2.5. Deep Learning-Based Approach

The problem can be formulated as a nonlinear function,

$${\mu }_{\mathrm{a}},{\mu }_s^{\prime },{\mu }_{\mathrm{a}\_\text{chest}},{\mu }_{s\_\text{chest}}^{\prime }=f(\theta ,C,O),$$ (5)

where ${\mu }_{\mathrm{a}}$, ${\mu }_s^{\prime }$, ${\mu }_{\mathrm{a}\_\text{chest}}$, ${\mu }_{s\_\text{chest}}^{\prime }$ are the four optical properties to be estimated, $\theta$ is the neural network, $C$ is the chest wall vector, which is not considered in the slope-based fitting algorithm, and $O$ is the optical measurements collected by the DOT system. The neural network with parameters $\theta$ estimates the four optical properties by learning the nonlinear mapping between the optical measurements and the average tissue optical properties.

2.5.1. Neural network structure

Here we propose a deep learning-based approach to learn the nonlinear mapping between the measurements and the optical properties of the breast tissue and the chest wall. This approach is accomplished by performing supervised training on a CNN model.
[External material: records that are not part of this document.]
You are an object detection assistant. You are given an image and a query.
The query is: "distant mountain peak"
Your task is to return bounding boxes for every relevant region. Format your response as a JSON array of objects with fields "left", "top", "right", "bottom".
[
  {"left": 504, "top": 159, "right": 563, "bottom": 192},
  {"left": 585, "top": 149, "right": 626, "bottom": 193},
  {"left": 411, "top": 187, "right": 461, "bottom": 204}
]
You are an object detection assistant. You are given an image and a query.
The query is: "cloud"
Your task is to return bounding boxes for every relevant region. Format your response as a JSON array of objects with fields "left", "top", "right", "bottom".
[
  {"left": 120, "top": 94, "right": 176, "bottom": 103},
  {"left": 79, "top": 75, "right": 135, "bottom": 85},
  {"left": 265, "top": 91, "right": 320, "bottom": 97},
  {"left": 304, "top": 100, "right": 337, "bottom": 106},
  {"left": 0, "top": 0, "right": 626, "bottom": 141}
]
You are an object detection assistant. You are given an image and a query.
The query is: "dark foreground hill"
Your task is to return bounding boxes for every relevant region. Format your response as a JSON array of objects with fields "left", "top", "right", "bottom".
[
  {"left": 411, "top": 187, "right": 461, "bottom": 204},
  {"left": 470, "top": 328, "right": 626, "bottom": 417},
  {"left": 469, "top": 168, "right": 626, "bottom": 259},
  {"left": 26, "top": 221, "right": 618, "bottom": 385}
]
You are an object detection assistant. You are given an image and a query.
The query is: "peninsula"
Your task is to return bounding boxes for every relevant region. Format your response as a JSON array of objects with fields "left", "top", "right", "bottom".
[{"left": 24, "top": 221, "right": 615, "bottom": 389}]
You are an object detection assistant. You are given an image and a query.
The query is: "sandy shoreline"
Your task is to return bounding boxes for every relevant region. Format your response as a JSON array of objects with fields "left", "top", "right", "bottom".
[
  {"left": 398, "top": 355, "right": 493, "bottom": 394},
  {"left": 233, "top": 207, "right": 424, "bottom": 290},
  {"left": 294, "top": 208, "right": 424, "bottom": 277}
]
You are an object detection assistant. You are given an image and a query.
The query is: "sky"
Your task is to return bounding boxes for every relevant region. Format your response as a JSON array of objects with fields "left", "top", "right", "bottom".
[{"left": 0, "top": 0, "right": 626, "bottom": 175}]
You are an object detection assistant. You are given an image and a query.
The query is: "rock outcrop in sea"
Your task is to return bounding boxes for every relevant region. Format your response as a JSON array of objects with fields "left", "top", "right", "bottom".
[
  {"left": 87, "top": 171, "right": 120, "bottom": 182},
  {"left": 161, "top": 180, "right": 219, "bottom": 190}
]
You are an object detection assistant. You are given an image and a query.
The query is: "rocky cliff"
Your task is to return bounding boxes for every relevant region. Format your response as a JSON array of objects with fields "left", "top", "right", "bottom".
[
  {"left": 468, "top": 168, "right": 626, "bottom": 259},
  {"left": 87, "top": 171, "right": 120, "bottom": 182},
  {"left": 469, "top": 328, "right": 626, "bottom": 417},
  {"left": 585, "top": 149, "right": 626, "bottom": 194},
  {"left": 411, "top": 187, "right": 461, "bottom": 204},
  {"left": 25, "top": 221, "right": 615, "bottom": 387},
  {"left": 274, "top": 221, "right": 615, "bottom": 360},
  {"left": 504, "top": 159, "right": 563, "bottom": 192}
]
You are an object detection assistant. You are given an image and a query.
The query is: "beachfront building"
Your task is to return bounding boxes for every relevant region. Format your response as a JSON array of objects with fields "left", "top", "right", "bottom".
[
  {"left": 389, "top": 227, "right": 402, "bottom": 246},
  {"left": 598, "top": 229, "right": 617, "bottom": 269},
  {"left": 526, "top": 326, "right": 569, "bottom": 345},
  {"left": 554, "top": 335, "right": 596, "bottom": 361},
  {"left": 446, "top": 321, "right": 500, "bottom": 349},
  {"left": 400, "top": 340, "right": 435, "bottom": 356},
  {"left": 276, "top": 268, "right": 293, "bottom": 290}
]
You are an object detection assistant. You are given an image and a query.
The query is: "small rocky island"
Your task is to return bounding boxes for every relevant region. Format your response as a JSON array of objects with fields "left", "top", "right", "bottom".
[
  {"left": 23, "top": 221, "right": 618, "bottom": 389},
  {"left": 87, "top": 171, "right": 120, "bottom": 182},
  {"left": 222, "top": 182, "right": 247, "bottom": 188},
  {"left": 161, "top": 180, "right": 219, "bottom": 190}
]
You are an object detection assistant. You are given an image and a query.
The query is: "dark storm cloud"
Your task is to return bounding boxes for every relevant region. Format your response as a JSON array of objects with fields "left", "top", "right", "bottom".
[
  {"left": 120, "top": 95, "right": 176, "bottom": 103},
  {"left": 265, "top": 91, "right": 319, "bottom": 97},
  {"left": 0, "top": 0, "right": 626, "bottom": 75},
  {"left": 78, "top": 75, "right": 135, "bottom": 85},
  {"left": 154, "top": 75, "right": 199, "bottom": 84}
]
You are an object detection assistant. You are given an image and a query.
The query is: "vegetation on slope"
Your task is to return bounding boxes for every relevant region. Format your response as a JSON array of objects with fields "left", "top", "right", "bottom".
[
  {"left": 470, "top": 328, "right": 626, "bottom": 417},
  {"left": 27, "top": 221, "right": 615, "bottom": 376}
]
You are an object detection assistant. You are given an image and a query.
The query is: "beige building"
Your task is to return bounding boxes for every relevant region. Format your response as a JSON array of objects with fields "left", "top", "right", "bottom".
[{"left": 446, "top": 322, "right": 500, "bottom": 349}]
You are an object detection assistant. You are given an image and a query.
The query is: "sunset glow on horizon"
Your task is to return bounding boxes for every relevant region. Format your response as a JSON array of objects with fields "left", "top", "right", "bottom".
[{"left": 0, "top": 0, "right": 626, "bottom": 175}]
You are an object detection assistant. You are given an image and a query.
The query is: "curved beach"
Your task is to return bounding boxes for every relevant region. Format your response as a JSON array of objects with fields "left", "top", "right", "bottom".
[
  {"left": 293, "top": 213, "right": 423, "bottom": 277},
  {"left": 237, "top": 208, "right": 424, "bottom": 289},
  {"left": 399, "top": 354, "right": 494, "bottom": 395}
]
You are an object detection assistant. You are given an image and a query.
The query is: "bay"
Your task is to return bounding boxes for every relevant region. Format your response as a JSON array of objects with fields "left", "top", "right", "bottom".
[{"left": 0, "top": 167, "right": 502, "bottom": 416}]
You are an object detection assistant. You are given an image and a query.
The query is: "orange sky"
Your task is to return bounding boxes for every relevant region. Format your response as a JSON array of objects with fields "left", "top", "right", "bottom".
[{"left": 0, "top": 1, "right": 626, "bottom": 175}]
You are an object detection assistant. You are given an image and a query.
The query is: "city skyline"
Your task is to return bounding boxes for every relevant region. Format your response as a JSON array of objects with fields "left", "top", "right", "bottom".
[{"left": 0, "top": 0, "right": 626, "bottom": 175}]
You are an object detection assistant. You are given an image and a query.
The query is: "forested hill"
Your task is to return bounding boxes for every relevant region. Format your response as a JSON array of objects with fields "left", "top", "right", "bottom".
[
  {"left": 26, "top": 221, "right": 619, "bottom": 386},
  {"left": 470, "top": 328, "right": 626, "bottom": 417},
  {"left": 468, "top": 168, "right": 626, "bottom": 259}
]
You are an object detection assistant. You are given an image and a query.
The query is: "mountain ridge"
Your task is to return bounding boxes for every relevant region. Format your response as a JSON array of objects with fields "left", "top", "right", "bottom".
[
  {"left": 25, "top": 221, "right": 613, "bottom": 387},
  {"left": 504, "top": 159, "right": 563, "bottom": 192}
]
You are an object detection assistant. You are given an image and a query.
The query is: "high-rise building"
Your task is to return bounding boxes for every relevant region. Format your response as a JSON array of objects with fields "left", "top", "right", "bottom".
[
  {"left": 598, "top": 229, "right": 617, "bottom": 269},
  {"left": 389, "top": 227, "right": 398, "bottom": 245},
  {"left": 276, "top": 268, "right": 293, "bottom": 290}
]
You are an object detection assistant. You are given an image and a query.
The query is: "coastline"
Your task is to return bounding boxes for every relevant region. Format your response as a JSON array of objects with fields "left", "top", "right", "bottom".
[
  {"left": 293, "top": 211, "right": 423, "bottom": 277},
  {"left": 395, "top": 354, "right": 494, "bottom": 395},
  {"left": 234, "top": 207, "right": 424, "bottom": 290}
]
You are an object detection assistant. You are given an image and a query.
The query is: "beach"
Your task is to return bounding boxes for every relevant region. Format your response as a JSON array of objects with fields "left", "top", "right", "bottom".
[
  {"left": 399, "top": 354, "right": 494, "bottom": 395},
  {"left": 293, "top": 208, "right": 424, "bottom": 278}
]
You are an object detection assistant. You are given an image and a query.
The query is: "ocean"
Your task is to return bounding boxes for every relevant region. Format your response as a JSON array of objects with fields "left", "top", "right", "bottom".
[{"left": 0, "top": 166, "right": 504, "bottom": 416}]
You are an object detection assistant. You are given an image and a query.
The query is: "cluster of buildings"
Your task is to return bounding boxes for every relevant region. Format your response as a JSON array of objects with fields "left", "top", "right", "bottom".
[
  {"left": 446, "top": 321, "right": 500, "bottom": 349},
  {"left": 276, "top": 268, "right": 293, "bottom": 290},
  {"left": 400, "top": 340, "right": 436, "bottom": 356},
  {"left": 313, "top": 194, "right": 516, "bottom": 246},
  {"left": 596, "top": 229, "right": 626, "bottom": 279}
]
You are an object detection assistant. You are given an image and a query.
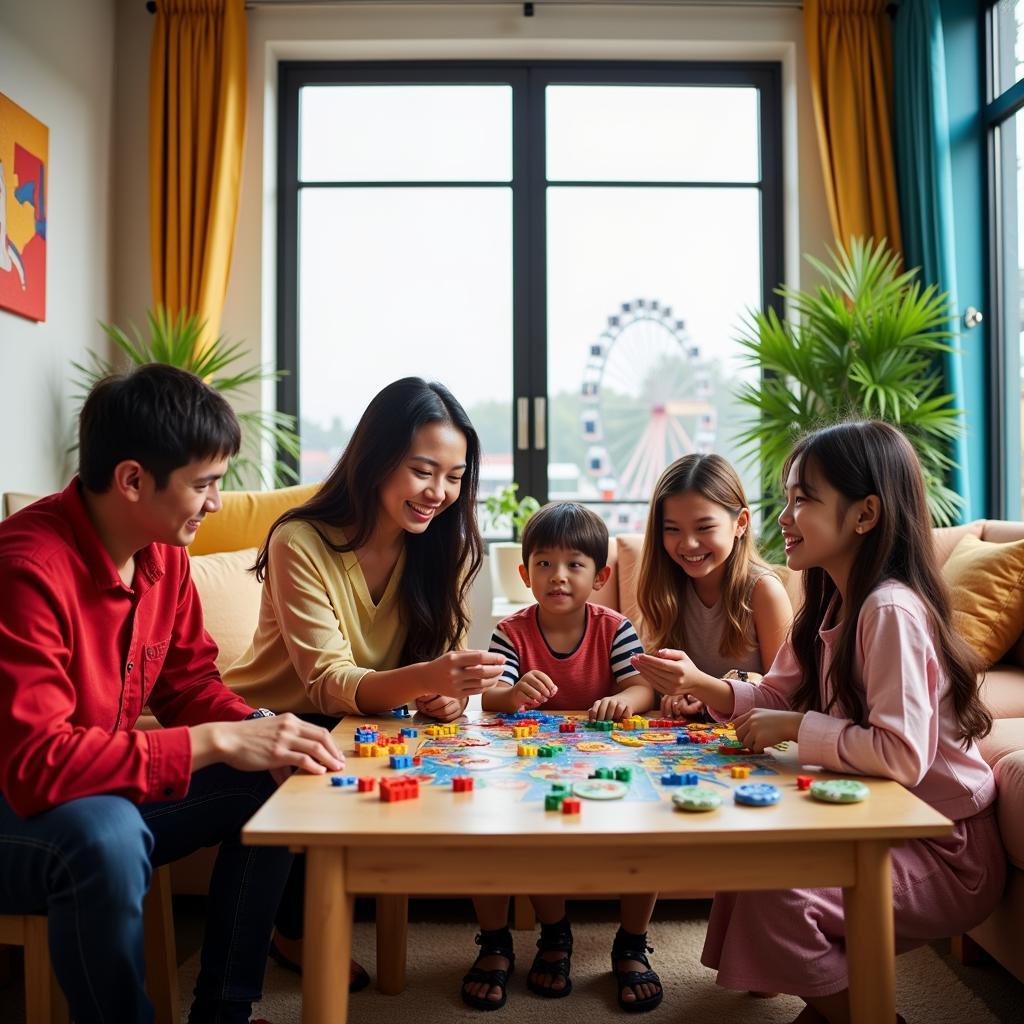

CNN is a popular neural network that uses at least one convolutional layer in its architecture.³²

As shown in Fig. 2, the CNN model uses optical measurements collected from our DOT system and chest wall depth values from the co-registered US images as inputs, and from these, it predicts the absorption coefficients, ${\mu }_{\mathrm{a}}$, and the reduced scattering coefficients, ${\mu }_s^{\prime }$, for both the breast tissue and the chest wall. The measurements and the depths of the chest wall are aligned in a vector form to feed into the neural network. The $256\times 1\times 1$ input consists of 126 elements of the log amplitude, 126 elements of the phase, and four elements of the chest wall depths, which are measured at four equally spaced locations from left to right in the US image. The architecture of our network consists of two convolutional layers with kernel size (9,1) and zero padding, each followed by a batch-normalization layer and a max-pooling layer with a pool size of (2,1), and two fully connected layers. Batch normalization is a method used to accelerate and stabilize the neural network by mitigating the problem of internal covariate shift.³³ The convolutional layers extract the features from the input data, and the fully connected layers learn the nonlinear mapping between features and the optical properties we aimed to recover. To handle the negative values, which obtained from the optical measurements and the preprocessing of the data, inside the neural network the activation function is chosen as leakyReLU, an adaptation of the ReLU function. The ReLU activation function is defined as the positive part of its input argument, thus it sets all negative values to zero.³⁴ Due to the vanishing gradient problem in the ReLu, the leakyReLU is introduced to mitigate the problem.

Fig. 2.

Neural network architecture for obtaining the optical properties of both breast tissue and the chest wall. Two convolutional layers with a kernel size of (9,1) are followed by a batch normalization layer and a max-pooling layer with a kernel size of (2,1). Two fully connected layers learn the mapping between the features extracted by the convolution layers and the optical properties of both the breast tissue and the chest wall.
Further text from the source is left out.